Figure A4Signal peptide prediction in the Leu16 and Pro16 variant IL-22BP proteins. SignalP 5.0, PrediSi and Signal-3L predicted the cleavage site for both wild-type and p.Leu16Pro mutant to be the 21st residue of the signal peptide. Panels (a–c) show cleavage sites from SignalP 5.0, PrediSi and Signal-3L, respectively. Panels (d,e) represent the secondary structure predictions from RaptorX and SABLE, respectively.

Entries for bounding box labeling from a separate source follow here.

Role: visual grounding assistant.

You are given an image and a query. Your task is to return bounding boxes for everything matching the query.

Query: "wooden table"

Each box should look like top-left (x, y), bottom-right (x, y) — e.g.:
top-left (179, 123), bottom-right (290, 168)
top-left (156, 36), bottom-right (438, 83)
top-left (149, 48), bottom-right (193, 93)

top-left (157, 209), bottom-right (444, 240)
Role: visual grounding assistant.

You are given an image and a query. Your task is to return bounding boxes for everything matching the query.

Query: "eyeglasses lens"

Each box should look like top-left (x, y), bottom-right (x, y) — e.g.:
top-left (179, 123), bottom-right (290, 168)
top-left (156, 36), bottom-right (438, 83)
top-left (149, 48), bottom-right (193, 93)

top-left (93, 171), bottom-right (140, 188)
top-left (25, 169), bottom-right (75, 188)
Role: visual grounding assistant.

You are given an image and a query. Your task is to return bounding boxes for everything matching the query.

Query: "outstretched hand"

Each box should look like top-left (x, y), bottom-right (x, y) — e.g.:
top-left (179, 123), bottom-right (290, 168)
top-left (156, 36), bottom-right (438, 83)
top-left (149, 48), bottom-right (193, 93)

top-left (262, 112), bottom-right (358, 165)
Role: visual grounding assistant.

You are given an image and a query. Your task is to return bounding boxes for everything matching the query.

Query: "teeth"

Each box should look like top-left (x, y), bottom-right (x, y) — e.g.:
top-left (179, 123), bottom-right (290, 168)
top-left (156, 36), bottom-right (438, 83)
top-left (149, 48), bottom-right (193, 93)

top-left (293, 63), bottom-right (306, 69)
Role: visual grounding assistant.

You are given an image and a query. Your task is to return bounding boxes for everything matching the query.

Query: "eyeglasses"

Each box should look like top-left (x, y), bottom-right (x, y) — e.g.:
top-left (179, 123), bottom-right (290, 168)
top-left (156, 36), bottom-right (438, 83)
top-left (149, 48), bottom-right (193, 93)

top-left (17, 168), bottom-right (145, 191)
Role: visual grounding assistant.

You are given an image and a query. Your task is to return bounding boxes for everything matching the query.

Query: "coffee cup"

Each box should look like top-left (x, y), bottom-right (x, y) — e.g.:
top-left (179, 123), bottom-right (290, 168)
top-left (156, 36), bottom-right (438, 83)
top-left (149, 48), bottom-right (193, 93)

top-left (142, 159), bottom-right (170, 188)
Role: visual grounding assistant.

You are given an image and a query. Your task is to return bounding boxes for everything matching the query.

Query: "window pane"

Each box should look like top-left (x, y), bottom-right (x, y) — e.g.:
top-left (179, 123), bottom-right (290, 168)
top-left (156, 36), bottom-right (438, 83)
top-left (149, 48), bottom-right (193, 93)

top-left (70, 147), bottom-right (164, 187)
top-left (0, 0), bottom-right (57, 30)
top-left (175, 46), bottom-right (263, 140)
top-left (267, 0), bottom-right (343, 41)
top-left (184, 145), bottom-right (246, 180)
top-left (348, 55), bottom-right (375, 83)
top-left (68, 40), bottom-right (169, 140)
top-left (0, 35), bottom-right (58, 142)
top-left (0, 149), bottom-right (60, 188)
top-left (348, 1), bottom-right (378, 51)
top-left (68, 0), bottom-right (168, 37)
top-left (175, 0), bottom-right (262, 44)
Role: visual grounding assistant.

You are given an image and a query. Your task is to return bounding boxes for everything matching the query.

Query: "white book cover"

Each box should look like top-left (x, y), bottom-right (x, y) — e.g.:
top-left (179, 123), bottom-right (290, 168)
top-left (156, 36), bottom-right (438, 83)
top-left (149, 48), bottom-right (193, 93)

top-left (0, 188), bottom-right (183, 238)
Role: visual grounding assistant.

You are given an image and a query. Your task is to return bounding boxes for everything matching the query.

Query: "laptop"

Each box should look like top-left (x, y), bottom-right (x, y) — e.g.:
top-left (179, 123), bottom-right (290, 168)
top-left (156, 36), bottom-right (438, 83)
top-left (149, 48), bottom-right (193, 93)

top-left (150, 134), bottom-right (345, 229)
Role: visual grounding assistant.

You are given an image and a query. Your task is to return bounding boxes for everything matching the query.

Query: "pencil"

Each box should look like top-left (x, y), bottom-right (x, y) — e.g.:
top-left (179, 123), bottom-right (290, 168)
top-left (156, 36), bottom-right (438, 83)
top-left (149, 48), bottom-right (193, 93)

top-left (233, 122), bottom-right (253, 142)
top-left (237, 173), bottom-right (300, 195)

Figure 4The Pro16 variant in the SP of the three IL-22BP isoforms is associated with decreased secretion levels compared to the Leu16 variant. (a) HEK293 cells were transfected with the indicated expression plasmids, 24 h later cells were lysed and the conditioned medium collected. Intracellular and secreted IL-22BP isoform protein levels were measured by ELISA (mean ± SEM; n = 3; p-values by unpaired t-test). (b) HEK293 cells were transfected with the indicated expression plasmids, 24 h later cells were lysed and the conditioned medium was subjected to acetone precipitation (AP). Both cell lysates (CL) and AP were resolved by SDS-PAGE under non-reducing conditions and immunoblotted against FLAG (Ponceau staining served as loading control). For AP, the immunoblot membrane was subjected to longer exposure times. (c) HEK293 cells were transiently transfected with the indicated expression vectors (EV denotes empty vector), 24 h later cells were lysed and RNA purified. Intracellular IL-22BP protein was immunoaffinity-purified with FLAG agaroses and detected by WB following FLAG purification and in cell lysates (CL) and pass through fraction (PT). GRP94 detection and Ponceau staining served as loading controls. Transfection efficiency was measured by IL22RA2 RT-qPCR relative to the housekeeping gene ACTB. Mean ± SEM of three technical replicates. Note that as previously observed [20], immunoreactive bands corresponding to intracellular IL-22BP isoforms appear as a series of 43 to 56 kDa bands due to differential N-glycosylation, with secreted IL-22BPi2 gaining ~8 kDa (56 vs. 48 kDa) due to complex N-glycosylation.
Figure A5Leu16 to Pro mutation in the signal peptide of IL-22BPi2 is associated with lower intracellular levels. HEK293 cells were transfected with the IL22RA2v2 wild type (Leu16), mutant (16P) or empty expression plasmids; 24 h later cells were fixed, permeabilized and immunostained with anti-IL22BP antibody. Cells were analyzed by flow cytometry.
Figure 5Native signal peptide of IL-22BP does not efficiently mediate secretion of IL-22BPi2. HEK293 cells were transfected with IL-17, IL-22BPi2, and IL-17SP_IL-22BPi2 expression plasmids, and 24 h later, cells were lysed and the conditioned medium subjected to acetone precipitation (AP). Both cell lysates (CL) and AP were resolved by SDS-PAGE under non-reducing conditions and immunoblotted against FLAG, IL-22BP and using tubulin as loading control. Intracellular IL-22BP reactive bands relative to tubulin ones were scanned and represented as fold change to IL-22BP wild-type (mean ± SD, n = 2).